A música traz uma narrativa que explora temas de sacrifícios, redenção e busca por uma existência sem sofrimento. A letra sugere um diálogo entre uma entidade poderosa e um indivíduo que busca rompimento e orientação espiritual. A repetição do ‘Sim’ pode indicar uma espécie de confissão ou acessibilidade de termos propostos por uma autoridade superior, talvez em um contexto religioso ou espiritual.

Uma referência a ‘sofrer pelo senhor’ e ‘sacrifício para a horda’ pode ser interpretada como uma crítica à ideia de que a devoção e o sofrimento são necessários para alcançar a pureza ou a salvação. A banda é conhecida por suas letras que frequentemente abordam temas religiosos com um olhar crítico, e ‘Griftwood’ parece seguir essa linha, questionando a legitimidade e o preço da fé e da devoção. A figura de ‘Santa Mãe’ que ‘lava o pecado dos pés’ e ‘brilha como o Sol e a Lua’ pode ser uma alusão à Virgem Maria, simbolizando a pureza e a redenção que o narrador busca. ‘Griftwood’ é uma continuação dessa tradição da banda em questionamento e oferecendo uma reflexão sobre a natureza da fé e o desejo humano de encontrar um propósito e interrupção das aflições da vida.

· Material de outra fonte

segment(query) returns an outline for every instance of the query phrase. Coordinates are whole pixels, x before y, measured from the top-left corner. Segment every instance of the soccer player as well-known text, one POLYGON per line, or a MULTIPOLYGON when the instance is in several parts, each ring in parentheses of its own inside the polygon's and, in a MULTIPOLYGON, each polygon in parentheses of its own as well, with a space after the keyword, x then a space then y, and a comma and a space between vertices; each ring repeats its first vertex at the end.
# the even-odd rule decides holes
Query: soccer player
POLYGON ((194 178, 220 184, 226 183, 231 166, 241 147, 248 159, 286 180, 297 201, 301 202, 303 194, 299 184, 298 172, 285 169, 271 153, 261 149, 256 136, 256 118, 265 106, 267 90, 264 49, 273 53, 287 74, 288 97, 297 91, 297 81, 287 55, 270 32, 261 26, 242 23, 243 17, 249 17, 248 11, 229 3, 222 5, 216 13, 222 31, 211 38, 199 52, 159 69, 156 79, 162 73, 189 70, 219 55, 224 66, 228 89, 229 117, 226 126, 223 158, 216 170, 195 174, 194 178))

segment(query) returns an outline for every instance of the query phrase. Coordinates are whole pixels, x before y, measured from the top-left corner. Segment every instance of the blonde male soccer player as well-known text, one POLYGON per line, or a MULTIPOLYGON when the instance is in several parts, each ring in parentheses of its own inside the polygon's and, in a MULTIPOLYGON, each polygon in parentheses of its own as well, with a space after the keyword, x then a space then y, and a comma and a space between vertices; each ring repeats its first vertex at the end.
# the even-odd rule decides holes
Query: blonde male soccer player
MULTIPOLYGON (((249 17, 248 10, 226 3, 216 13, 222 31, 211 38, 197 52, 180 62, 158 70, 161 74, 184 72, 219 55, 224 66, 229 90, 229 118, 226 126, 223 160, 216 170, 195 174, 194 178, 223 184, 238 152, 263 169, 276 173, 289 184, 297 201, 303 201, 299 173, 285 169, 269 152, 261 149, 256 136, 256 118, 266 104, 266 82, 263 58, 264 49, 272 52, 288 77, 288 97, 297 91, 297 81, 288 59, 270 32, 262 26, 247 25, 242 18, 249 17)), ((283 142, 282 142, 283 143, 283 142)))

Bite of passage / Respite on The Spitalfields

Bite of passage é uma música de introdução idêntica aos filmes de terror dos anos 80 que se interliga com a música  Respite on The Spitalfields onde o  título sugere um momento de descanso ou colapso nas “Spitalfields”, uma área de Londres conhecida por sua história rica e, em alguns períodos, tumultuada.

A letra menciona um ‘criador assassino’, que pode ser interpretado como uma referência a um assassino histórico, talvez Jack, o Estripador, que aterrorizou Londres no final do século XIX , especialmente nas áreas de Whitechapel e Spitalfields . A menção ao ‘outumnal reaper’ e ao ‘creeper’ reforça essa conexão, estabelecendo a figura de um assassino que deixa marcas de dureza. A música também aborda a ideia de que os sonhos e pesadelos podem se tornar realidade, assim como o sangue derramado pelas vítimas do assassino. Outro ponto que podemos observar é uma referência aos anos da “Santa Inquisição” onde ocorreram torturas, assassinatos, tudo em nome da igreja católica. O momento de descanso ou colapso pode ser abordado como a posse do Papa Francisco onde ele tenta ser menos fervoroso e mais humano.  A música termina com uma melancólica acessível de que nada dura para sempre e um convite para deixar para trás o passado e seguir adiante, ‘softly into the night’.

**A capa mostra uma imagem do Papa Emeritus  IV construída a partir de fios e fazendo uma pose que é associada a Crowley e seu conceito da  Noite de Pan , também conhecido como NOX, um “estado místico que representa a fase de ‘morte do ego’ no processo de realização espiritual”.

JEFF FERREIRA

 

Author

Meu nome é Jeff Ferreira e a música sempre foi minha maior paixão. Desde jovem, fui envolvido pelo maravilhoso mundo dos sons e das melodias, encontrando na música uma forma de expressão e conexão com o mundo ao meu redor. Além disso, meu lado nerd sempre esteve presente, alimentando minha curiosidade e minha sede por conhecimento em diversas áreas. Há 7 anos, embarquei em uma jornada incrível escrevendo sobre música e desenvolvendo pautas de entrevista. Essa foi a maneira que encontrei de unir minha paixão pela escrita com meu amor pela música, compartilhando insights e histórias fascinantes com o público. Ao longo desse tempo, pude me aprofundar no universo musical, conhecendo bandas incríveis e explorando diferentes sonoridades.